Los medios locales independientes en Belarús han sufrido una presión considerable a lo largo del último año, tras la prolongada agitación social posteriores a las reñidas elecciones presidenciales. Múltiples medios de comunicación han visto que a sus periodistas los detienen y arrestan, sus páginas web y canales en redes sociales quedan bloqueados y sus activos confiscados, después de que se los declararon «extremistas». Ahora, las autoridades bielorrusas también tienen en la mira medios de comunicación independientes extranjeros que cubren información de Belarús y a sus audiencias.

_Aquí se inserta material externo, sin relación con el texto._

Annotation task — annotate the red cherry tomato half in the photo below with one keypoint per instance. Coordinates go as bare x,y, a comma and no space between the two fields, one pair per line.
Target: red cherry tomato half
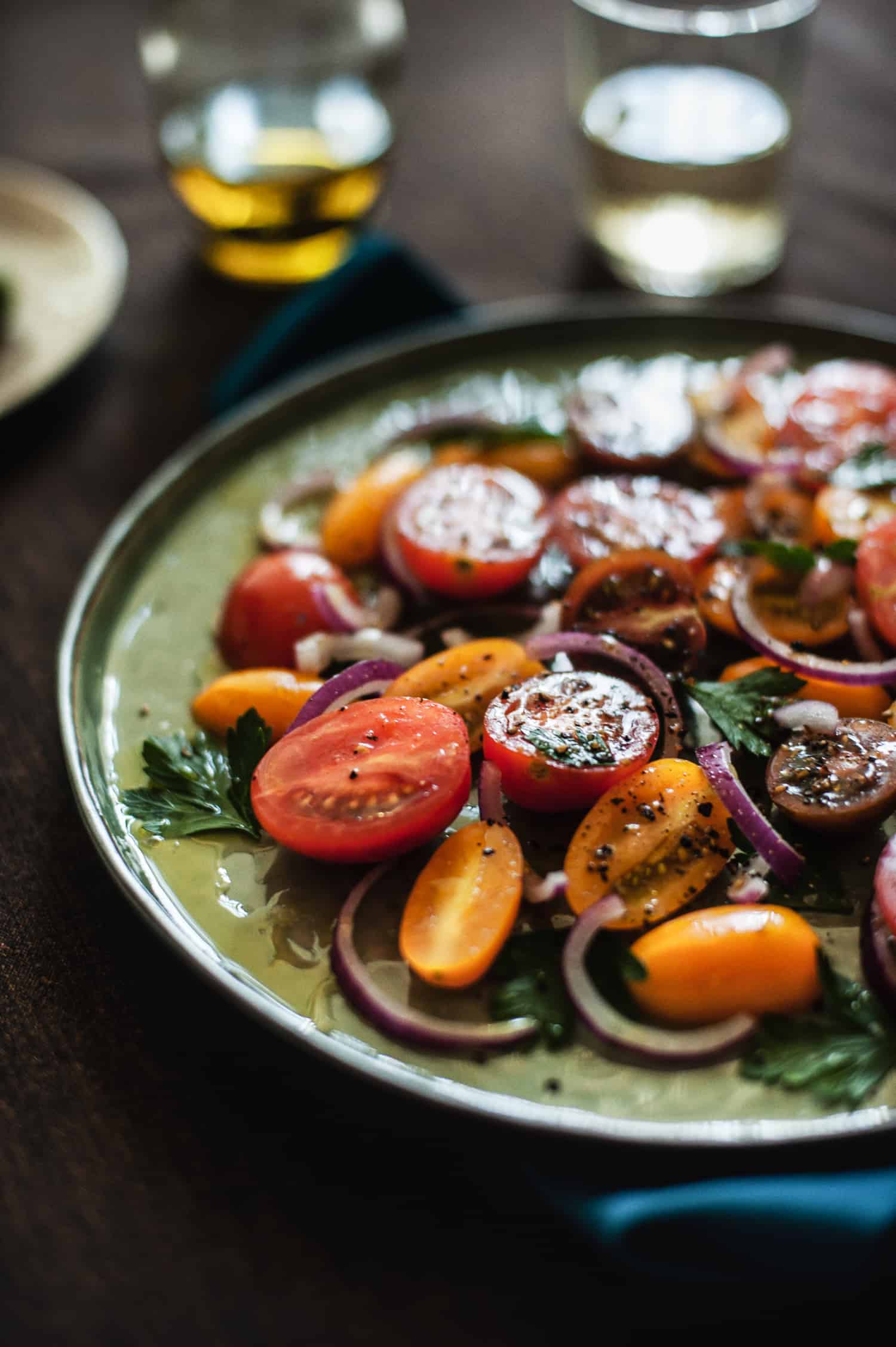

El 28 de octubre, el Ministerio de Información bielorruso bloqueó el acceso al sitio web de Deutsche Welle, canal de televisión internacional alemán con financiación estatal, y de Current Time, red en ruso controlada por la organización Radio Free Europe/Radio Liberty (RFE/RL), del Gobierno de Estados Unidos, en cooperación con Voice of America. Junto con la web del periódico bielorruso Novy Chas, estas páginas fueron bloqueadas presuntamente por difundir material con enlaces que los tribunales bielorrusos consideran «extremistas». El ministro de Información, Andrey Kuncevic, dijo a la agencia de noticias estatal BelTa que el Gobierno «pretende continuar tomando decisiones con el objetivo de proteger el espacio informativo del país».

El director general de Deutsche Welle, Peter Limbourg, calificó el bloqueo como «no tiene absolutamente ningún sentido», mientras que el presidente de RFE/RL, Jamie Fly, también condenó la decisión de bloquear Current Time.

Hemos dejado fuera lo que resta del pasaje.